One caveat unique to Mgen: macrolide-resistance testing should guide therapy, but that resistance assay is not yet commercially available in the United States. That gap is why a specific M. genitalium test, not a standard STI panel, matters, and why clinicians often have to treat as if resistance is present.
Treatment compared
Chlamydia is the simpler of the two. The preferred regimen is doxycycline 100 mg by mouth twice daily for 7 days CDC STI Treatment Guidelines, 2021. Doxycycline became first-line in the 2021 guidelines partly because it clears rectal chlamydia far better than the old single dose of azithromycin — a randomized trial found a 100% cure rate with doxycycline versus 74% with azithromycin rectal CT RCT.
Mgen is more involved. Treatment is resistance-guided and always starts with doxycycline 100 mg twice daily for 7 days to lower the bacterial load first. The second step depends on resistance. If the strain is macrolide-susceptible, doxycycline is followed by azithromycin (1 g once, then 500 mg daily for 3 days). If it's macrolide-resistant — or if resistance testing isn't available — doxycycline is followed by moxifloxacin 400 mg daily for 7 days NYSDOH/Johns Hopkins guideline. The caution is warranted: macrolide-resistance mutations now exceed 50% in many areas — over 62% in one US STI clinic — so the old single azithromycin dose frequently fails. Because diagnosis and the right drug sequence are so easy to get wrong, awareness is key in mg diagnosis and treatment.

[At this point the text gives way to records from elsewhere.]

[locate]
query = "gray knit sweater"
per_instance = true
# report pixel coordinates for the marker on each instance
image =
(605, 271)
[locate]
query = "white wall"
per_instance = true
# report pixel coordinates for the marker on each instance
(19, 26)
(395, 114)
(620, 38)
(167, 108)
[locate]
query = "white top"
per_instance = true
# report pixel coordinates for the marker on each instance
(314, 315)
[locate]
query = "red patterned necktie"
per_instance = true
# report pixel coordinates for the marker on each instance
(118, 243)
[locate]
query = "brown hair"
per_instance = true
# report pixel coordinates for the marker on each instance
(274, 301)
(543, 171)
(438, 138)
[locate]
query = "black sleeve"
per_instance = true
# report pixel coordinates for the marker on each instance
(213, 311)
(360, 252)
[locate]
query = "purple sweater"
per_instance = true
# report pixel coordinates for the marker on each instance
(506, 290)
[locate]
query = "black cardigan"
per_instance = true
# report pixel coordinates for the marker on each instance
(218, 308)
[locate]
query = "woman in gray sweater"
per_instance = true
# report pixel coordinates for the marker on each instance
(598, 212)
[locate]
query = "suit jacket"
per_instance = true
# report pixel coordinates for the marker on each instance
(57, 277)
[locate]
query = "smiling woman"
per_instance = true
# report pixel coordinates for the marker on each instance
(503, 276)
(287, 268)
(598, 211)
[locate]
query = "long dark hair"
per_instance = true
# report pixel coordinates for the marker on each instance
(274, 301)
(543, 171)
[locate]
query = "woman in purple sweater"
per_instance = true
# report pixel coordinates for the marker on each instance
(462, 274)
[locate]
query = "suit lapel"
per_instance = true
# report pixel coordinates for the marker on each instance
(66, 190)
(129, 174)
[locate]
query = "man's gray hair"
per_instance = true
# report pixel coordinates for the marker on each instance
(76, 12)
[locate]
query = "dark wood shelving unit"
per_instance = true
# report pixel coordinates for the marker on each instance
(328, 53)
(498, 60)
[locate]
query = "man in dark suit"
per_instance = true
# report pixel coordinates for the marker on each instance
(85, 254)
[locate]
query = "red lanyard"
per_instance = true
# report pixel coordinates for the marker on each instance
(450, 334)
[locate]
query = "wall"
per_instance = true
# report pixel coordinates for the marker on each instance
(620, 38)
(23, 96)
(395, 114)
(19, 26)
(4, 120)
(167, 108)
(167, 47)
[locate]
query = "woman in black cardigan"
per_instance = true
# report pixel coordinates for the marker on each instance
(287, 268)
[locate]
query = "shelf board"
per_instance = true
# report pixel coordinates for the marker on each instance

Can you have both at once?
Yes. Co-infection is common because the two share the same routes and risk factors, and because both can sit silently. A clinician treating persistent urethritis may test for Mgen even when chlamydia was already found and treated, because the lingering symptoms may be a second organism rather than a chlamydia treatment failure. Partner treatment matters for both. Giving patients medication to pass to their partners (expedited partner therapy) measurably cut persistent or repeat infection in a landmark trial, with the largest benefit seen for gonorrhea (3% vs 11%) Golden et al., NEJM. If symptoms return after treatment, don't assume failure — think about chlamydia reinfection from an untreated partner.
When to see a clinician
See a clinician promptly if you have penile or vaginal discharge, burning with urination, pelvic or testicular pain, bleeding between periods, or pain during sex — or if you've had a partner diagnosed with either infection. Get evaluated again if symptoms persist or recur after a course of antibiotics, since recurrent urethritis or cervicitis is the classic signal to test specifically for Mgen. Fever with lower abdominal pain in a woman is a red flag for PID and warrants same-week care.